Moreover, if after publication another shoe dropped in the form of mitigating information, audiences were disinterested, even angry. Those updates were betrayals of the entertainment contract, like continuity errors. Companies soon learned there was a downside to once-mandatory ethical practices. Silent edits at newspapers became common, and old standards like the italicized editor’s note at the bottom of the page letting you know this or that story had been “updated” began to disappear.

The political impact of all this was that the news watcher in the Trump years became more addicted to the experience of being outraged, while retaining less about specific reasons for outrage. Audiences remembered some big stories and big themes, but stopped digesting each story on its own, rarely bothering to look back at the meaning of various manias after they’d died down.

As George Orwell understood when he created the “memory hole” concept in 1984, an institution that can obliterate memory can control history. In the Trump era, news audiences volunteered to stop the disobedient act of remembering.

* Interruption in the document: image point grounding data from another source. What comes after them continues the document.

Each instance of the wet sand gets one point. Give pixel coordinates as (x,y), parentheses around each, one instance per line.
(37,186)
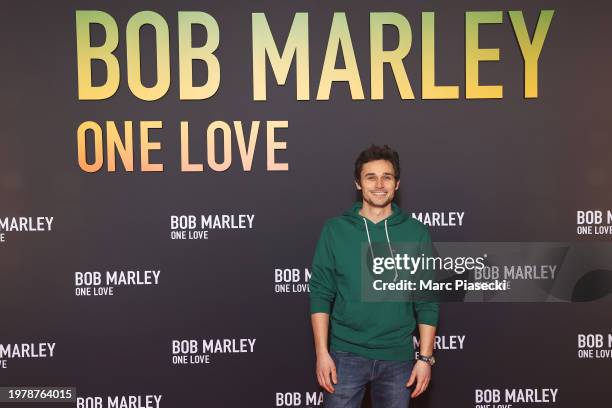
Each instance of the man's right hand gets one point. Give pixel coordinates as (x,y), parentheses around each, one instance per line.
(326,372)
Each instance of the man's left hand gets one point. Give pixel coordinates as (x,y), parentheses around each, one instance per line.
(421,372)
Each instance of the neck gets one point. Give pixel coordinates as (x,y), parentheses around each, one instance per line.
(375,214)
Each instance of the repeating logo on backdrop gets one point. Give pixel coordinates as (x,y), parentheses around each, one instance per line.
(592,346)
(106,283)
(120,401)
(298,399)
(440,218)
(24,224)
(203,351)
(515,397)
(291,280)
(594,223)
(10,352)
(192,227)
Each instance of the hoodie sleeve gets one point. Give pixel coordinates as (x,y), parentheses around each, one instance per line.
(322,281)
(427,311)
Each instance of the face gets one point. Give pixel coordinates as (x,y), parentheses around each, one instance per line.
(378,183)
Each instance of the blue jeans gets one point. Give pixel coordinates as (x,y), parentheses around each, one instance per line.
(388,382)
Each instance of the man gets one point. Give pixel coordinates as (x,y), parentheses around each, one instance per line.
(370,342)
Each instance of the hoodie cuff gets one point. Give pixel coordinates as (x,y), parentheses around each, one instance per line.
(320,306)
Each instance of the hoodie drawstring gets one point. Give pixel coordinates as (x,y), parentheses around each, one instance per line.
(388,242)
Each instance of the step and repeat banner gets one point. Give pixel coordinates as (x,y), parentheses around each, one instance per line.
(166,169)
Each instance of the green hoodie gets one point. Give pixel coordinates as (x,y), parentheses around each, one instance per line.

They brought a pure, virginal belief to watching news, and agreed to unquestioningly accept any new versions of the past put forward. This was Hate Inc. brought to its logical conclusion. Fox and MSNBC already knew how to monetize anger by setting audiences against one another. The innovation of the Trump era was companies learned they could operate on a sort of editorial margin, borrowing credibility for unproven stories from audiences themselves, who gave permission to play loose with facts by gobbling up anonymously-sourced exposes that tickled their outrage centers.

Mistakes became irrelevant. In a way, they were no longer understood as mistakes.”